Mixed martial arts career

Early career

After making his debut in 2017, losing to Emmanuel Verdier via TKO in the second round at Fight Time 36, in 2018, he returned to Hong Kong with his girlfriend, initially just for two weeks on holiday to get his permanent ID renewed. A friend put him in touch with local promotion Just MMA, who asked if he wanted to fight on their upcoming card. He won the bout via knockout in the second round and his opponents manager became his manager as well.

After a one off unanimous decision win against Jeremy Bastian at Combat FC 1 in China, Sasha joined the Angel Fight Championship, where he won his first bout against Jae Young Ahn at AFC 10 on January 28, 2019, via unanimous decision. He then moved up to Middleweight for his next bout in the promotion, winning the AFC Middleweight Championship against Sun Won Son at AFC 12. In the process, Palatnikov became the first Hong Kong-born MMA champion.

Sasha then fought for the UAE Warriors promotion, where he faced fellow future UFC fighter, Mounir Lazzez at UAE Warriors 8. He lost the bout via TKO at the end of the first round.

Palatnikov faced late replacement Paulo Henrique at UAE Warriors 13 in a catchweight bout, winning the bout in the first round.

Ultimate Fighting Championship
Palatnikov made his promotion debut against Louis Cosce on November 21, 2020, at UFC 255. He won the bout via TKO in the third round.
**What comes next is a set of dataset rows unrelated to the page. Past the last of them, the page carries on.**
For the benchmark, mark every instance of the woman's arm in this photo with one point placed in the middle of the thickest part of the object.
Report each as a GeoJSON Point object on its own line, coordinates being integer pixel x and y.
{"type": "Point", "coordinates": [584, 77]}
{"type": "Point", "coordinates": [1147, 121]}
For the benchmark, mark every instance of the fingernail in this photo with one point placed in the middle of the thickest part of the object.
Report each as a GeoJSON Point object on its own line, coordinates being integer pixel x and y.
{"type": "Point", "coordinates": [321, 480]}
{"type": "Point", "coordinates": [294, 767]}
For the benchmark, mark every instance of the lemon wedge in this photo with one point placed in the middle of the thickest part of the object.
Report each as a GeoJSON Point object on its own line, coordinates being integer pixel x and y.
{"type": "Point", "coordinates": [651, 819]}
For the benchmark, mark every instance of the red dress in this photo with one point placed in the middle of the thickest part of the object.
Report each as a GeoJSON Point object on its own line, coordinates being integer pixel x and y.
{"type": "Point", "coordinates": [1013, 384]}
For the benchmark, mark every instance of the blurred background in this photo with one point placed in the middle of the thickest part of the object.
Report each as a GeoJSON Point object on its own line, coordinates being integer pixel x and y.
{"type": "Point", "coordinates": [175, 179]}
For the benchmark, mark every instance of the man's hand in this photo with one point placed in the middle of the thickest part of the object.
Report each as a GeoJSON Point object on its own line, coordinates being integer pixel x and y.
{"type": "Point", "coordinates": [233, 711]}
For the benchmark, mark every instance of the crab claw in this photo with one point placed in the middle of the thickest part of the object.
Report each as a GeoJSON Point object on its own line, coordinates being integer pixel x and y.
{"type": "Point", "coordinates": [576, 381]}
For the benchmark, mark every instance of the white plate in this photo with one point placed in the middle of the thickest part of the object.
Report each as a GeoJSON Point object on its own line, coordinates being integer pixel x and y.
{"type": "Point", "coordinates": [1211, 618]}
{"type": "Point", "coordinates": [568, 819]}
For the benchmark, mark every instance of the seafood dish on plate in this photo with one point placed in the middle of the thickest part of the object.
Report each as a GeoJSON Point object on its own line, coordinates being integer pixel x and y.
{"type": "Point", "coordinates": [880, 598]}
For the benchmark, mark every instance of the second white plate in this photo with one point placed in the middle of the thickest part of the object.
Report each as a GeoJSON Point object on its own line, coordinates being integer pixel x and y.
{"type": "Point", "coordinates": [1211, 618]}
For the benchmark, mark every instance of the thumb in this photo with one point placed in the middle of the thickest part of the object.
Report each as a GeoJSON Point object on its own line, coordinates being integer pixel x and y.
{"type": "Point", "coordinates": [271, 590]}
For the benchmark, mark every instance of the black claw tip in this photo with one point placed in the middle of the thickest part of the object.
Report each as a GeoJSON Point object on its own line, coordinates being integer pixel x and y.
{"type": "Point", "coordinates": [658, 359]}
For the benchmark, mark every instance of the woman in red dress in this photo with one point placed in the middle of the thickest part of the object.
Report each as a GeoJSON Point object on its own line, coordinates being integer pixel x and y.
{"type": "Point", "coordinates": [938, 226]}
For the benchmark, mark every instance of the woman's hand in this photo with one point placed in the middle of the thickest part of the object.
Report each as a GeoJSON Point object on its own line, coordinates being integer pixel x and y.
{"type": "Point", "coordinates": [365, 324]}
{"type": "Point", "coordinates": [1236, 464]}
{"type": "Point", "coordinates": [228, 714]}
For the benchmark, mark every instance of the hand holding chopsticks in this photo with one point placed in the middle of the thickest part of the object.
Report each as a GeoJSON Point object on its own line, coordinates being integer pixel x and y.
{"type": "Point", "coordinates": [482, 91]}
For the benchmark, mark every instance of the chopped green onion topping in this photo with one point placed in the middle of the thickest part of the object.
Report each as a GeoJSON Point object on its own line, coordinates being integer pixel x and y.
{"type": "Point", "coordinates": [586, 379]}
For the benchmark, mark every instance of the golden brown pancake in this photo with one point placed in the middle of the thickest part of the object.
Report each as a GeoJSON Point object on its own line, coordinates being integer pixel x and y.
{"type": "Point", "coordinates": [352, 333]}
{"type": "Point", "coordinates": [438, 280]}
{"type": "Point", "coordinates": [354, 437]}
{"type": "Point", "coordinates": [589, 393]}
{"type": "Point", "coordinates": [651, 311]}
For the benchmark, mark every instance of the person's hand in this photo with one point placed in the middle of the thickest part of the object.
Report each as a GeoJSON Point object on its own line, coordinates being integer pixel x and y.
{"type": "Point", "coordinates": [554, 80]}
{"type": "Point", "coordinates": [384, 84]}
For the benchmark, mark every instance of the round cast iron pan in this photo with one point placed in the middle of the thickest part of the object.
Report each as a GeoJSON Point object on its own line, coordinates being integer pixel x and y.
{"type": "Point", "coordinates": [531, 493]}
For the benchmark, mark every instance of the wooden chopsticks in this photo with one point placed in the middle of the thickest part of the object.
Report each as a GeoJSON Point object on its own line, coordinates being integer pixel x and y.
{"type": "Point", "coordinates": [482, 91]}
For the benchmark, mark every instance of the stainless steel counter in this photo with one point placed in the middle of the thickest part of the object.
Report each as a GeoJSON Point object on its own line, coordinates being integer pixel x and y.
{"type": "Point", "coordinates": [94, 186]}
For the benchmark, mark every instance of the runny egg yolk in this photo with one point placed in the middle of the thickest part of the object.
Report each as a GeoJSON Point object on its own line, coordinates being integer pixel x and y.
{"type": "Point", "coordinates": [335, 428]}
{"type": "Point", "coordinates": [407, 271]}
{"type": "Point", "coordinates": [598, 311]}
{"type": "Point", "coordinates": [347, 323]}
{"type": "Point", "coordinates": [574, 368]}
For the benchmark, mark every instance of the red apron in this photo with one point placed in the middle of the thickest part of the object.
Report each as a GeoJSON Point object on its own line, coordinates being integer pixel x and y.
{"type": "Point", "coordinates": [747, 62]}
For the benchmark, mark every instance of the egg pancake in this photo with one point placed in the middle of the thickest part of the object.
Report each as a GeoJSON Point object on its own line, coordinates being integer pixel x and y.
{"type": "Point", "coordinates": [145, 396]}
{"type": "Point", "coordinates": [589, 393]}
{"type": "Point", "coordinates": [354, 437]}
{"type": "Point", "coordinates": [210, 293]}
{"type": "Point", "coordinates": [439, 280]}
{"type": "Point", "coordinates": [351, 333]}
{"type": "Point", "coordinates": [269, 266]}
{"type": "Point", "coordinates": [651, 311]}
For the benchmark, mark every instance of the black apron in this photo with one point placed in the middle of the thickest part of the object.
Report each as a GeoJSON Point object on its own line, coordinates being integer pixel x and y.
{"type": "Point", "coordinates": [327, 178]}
This fight earned him the Fight of the Night awards.

In his sophomore appearance in the organization, Palatnikov faced Impa Kasanganay on April 10, 2021, at UFC on ABC: Vettori vs. Holland. He lost the fight via second-round submission.

Palatnikov faced Ramiz Brahimaj on August 21, 2021, at UFC on ESPN: Cannonier vs. Gastelum. He lost the fight via technical submission due to a rear naked choke in round one.

On February 10, 2022, it was announced that Palatnikov was released by UFC.

Post UFC 
Palatnikov faced Kyron Bowen on April 2, 2022 at XMMA 4. He won the bout via TKO stoppage due to punches and elbows.

Palatnikov faced Joshua Jones on May 20, 2022 at Tuff-N-Uff 128. He won the bout via split decision.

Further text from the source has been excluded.